For a basis-free answer, consider $S \in L(V)$ given by $S x = f(x) v$ for some vector $v$ and some linear functional $f$ on V. Then $T S x = f(x) T v = S T x = f(T x) v$ for any x. In particular, as long as a nontrivial linear functional $f$ on $V$ exists, there is $x$ such that $f(x) \ne 0$, and then $T v = \alpha v$ for all $v$, where $\alpha = f(T x)/f(x)$. This works even for infinite-dimensional spaces, although I think in general you need the Axiom of Choice to get a nontrivial linear functional on a vector space.

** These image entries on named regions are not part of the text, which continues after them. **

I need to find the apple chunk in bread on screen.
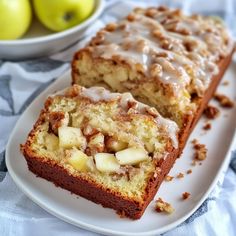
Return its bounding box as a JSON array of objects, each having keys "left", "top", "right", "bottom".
[
  {"left": 67, "top": 148, "right": 89, "bottom": 171},
  {"left": 58, "top": 127, "right": 86, "bottom": 150},
  {"left": 106, "top": 137, "right": 128, "bottom": 152},
  {"left": 94, "top": 153, "right": 120, "bottom": 172},
  {"left": 116, "top": 147, "right": 148, "bottom": 165},
  {"left": 45, "top": 134, "right": 59, "bottom": 151}
]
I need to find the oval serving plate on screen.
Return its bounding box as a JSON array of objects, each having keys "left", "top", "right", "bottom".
[{"left": 6, "top": 60, "right": 236, "bottom": 236}]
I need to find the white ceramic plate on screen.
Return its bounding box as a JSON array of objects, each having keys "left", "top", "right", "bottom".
[
  {"left": 6, "top": 63, "right": 236, "bottom": 236},
  {"left": 0, "top": 0, "right": 105, "bottom": 60}
]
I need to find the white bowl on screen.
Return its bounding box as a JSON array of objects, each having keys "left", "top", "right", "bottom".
[{"left": 0, "top": 0, "right": 105, "bottom": 60}]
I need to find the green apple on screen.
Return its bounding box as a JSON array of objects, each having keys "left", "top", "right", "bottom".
[
  {"left": 33, "top": 0, "right": 94, "bottom": 31},
  {"left": 0, "top": 0, "right": 32, "bottom": 40}
]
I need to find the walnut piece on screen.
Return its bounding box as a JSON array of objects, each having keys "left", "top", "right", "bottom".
[
  {"left": 193, "top": 141, "right": 207, "bottom": 161},
  {"left": 155, "top": 197, "right": 174, "bottom": 214},
  {"left": 204, "top": 105, "right": 220, "bottom": 119},
  {"left": 214, "top": 94, "right": 234, "bottom": 108}
]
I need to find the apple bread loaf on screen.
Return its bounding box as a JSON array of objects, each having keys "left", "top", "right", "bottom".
[
  {"left": 21, "top": 85, "right": 178, "bottom": 219},
  {"left": 72, "top": 7, "right": 234, "bottom": 148}
]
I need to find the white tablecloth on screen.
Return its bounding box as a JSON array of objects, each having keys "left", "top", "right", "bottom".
[{"left": 0, "top": 0, "right": 236, "bottom": 236}]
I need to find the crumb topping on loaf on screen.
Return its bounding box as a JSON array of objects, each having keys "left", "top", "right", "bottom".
[
  {"left": 22, "top": 85, "right": 178, "bottom": 199},
  {"left": 90, "top": 7, "right": 233, "bottom": 96},
  {"left": 72, "top": 7, "right": 233, "bottom": 127}
]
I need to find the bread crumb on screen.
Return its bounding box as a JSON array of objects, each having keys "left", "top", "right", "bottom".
[
  {"left": 165, "top": 175, "right": 174, "bottom": 182},
  {"left": 204, "top": 105, "right": 220, "bottom": 119},
  {"left": 191, "top": 160, "right": 197, "bottom": 166},
  {"left": 203, "top": 122, "right": 211, "bottom": 130},
  {"left": 222, "top": 80, "right": 229, "bottom": 86},
  {"left": 155, "top": 197, "right": 174, "bottom": 214},
  {"left": 177, "top": 172, "right": 184, "bottom": 179},
  {"left": 182, "top": 192, "right": 191, "bottom": 200},
  {"left": 193, "top": 141, "right": 207, "bottom": 161},
  {"left": 214, "top": 93, "right": 234, "bottom": 108},
  {"left": 191, "top": 139, "right": 198, "bottom": 144},
  {"left": 187, "top": 169, "right": 193, "bottom": 175}
]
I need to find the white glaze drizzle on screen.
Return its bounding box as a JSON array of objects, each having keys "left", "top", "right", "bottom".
[{"left": 89, "top": 7, "right": 232, "bottom": 96}]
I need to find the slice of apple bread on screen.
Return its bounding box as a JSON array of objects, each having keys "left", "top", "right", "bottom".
[
  {"left": 21, "top": 85, "right": 178, "bottom": 219},
  {"left": 72, "top": 7, "right": 233, "bottom": 131}
]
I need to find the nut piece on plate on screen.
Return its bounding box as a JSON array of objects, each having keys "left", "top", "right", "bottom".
[
  {"left": 194, "top": 143, "right": 207, "bottom": 161},
  {"left": 67, "top": 148, "right": 89, "bottom": 171},
  {"left": 182, "top": 192, "right": 191, "bottom": 200},
  {"left": 45, "top": 133, "right": 59, "bottom": 151},
  {"left": 116, "top": 147, "right": 148, "bottom": 165},
  {"left": 214, "top": 94, "right": 234, "bottom": 108},
  {"left": 155, "top": 197, "right": 175, "bottom": 214},
  {"left": 94, "top": 153, "right": 120, "bottom": 172},
  {"left": 58, "top": 127, "right": 86, "bottom": 150},
  {"left": 204, "top": 105, "right": 220, "bottom": 119}
]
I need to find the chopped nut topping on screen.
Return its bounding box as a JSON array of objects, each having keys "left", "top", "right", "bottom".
[
  {"left": 222, "top": 80, "right": 229, "bottom": 86},
  {"left": 83, "top": 125, "right": 98, "bottom": 136},
  {"left": 155, "top": 197, "right": 174, "bottom": 214},
  {"left": 127, "top": 14, "right": 135, "bottom": 21},
  {"left": 187, "top": 169, "right": 193, "bottom": 175},
  {"left": 177, "top": 172, "right": 184, "bottom": 179},
  {"left": 135, "top": 63, "right": 144, "bottom": 73},
  {"left": 136, "top": 39, "right": 150, "bottom": 53},
  {"left": 204, "top": 105, "right": 220, "bottom": 119},
  {"left": 150, "top": 63, "right": 162, "bottom": 77},
  {"left": 194, "top": 142, "right": 207, "bottom": 161},
  {"left": 145, "top": 8, "right": 157, "bottom": 18},
  {"left": 214, "top": 94, "right": 234, "bottom": 108},
  {"left": 152, "top": 29, "right": 165, "bottom": 40},
  {"left": 127, "top": 100, "right": 138, "bottom": 110},
  {"left": 105, "top": 23, "right": 117, "bottom": 32},
  {"left": 182, "top": 192, "right": 191, "bottom": 200},
  {"left": 165, "top": 175, "right": 174, "bottom": 182},
  {"left": 203, "top": 122, "right": 211, "bottom": 130},
  {"left": 145, "top": 107, "right": 159, "bottom": 118},
  {"left": 157, "top": 6, "right": 169, "bottom": 11}
]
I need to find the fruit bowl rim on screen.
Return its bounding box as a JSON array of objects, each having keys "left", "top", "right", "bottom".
[{"left": 0, "top": 0, "right": 105, "bottom": 45}]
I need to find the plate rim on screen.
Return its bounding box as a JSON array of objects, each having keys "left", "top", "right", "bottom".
[{"left": 5, "top": 69, "right": 236, "bottom": 236}]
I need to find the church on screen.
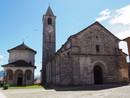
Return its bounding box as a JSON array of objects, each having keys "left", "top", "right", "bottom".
[
  {"left": 41, "top": 6, "right": 129, "bottom": 86},
  {"left": 2, "top": 42, "right": 37, "bottom": 86}
]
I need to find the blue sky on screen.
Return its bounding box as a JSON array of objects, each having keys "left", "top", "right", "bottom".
[{"left": 0, "top": 0, "right": 130, "bottom": 74}]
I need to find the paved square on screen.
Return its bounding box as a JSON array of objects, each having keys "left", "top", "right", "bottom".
[{"left": 0, "top": 85, "right": 130, "bottom": 98}]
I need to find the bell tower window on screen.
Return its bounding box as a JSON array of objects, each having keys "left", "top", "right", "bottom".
[{"left": 48, "top": 18, "right": 52, "bottom": 25}]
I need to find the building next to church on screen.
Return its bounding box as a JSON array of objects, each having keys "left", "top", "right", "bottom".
[
  {"left": 42, "top": 6, "right": 129, "bottom": 86},
  {"left": 2, "top": 43, "right": 37, "bottom": 86}
]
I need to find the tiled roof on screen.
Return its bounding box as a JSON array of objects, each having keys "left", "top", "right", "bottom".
[
  {"left": 8, "top": 43, "right": 37, "bottom": 54},
  {"left": 2, "top": 60, "right": 36, "bottom": 68}
]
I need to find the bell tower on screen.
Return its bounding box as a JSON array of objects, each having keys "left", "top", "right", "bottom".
[{"left": 41, "top": 6, "right": 56, "bottom": 84}]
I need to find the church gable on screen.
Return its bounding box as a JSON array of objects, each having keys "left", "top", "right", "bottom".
[{"left": 71, "top": 22, "right": 120, "bottom": 54}]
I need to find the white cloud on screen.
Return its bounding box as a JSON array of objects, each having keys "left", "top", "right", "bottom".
[
  {"left": 0, "top": 54, "right": 4, "bottom": 59},
  {"left": 96, "top": 4, "right": 130, "bottom": 53},
  {"left": 110, "top": 5, "right": 130, "bottom": 25},
  {"left": 96, "top": 9, "right": 110, "bottom": 22}
]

Suppose $TS = ST$ for every $S$. Show that $Tv = a_{v}v$ for every $v\in V$ where $a_v$ could depend on $v$. In other words, show that $v$ and $Tv$ are linearly dependent for each $v \in V$.

Suppose for contradiction that they are linearly independent. Since $(v, Tv)$ is linearly independent, it can be extended to a basis $(v,Tv, u_1, \dots, u_n)$ of $V$. So define $S$ as following: $Sv = v$, $S(Tv) = v$ and $S(u_1) = 0, \dots, S(u_n) = 0$. Then, $Tv = TSv = STv = v$. Hence $v$ and $Tv$ are linearly dependent, which is a contradiction. Then you have to show uniqueness.


In general, when one has a condition of the form "$A$ is a blah if and only if for every $B$ this happens", the "if" direction can often be established by selecting suitably/cleverly chosen $B$ that show everything works.

This is just such a situation.

Let $\beta = \{\mathbf{v}_i\}_{i\in I}$ be a basis for $\mathbf{V}$. For each $i,j\in I$, let $S_{ij}$ be the linear operator on $\mathbf{V}$ given by $$S_{ij}(\mathbf{v}_k) = \left\{\begin{array}{ll} \mathbf{v}_j &\mbox{if $k=i$,}\\ \mathbf{v}_i &\mbox{if $k=j$,}\\ \mathbf{0} &\mbox{if $k\neq i$ and $k\neq j$.} \end{array}\right.$$ That is: for $i\neq j$, $S_{ij}$ exchanges $\mathbf{v}_i$ and $\mathbf{v}_j$, and maps all other basis elements to $\mathbf{0}$. And $S_{ii}$ maps $\mathbf{v}_i$ to itself, and all other basis elements to $\mathbf{0}$. These are our "suitably chosen" $S$.

Now consider $S_{ii}T(\mathbf{v}_j)$ and $TS_{ii}(\mathbf{v}_j)$ first to get information about what $T$ does to $\beta$; then consider $S_{ij}T(\mathbf{v}_j)$ and $TS_{ij}(\mathbf{v}_j)$ for $i\neq j$.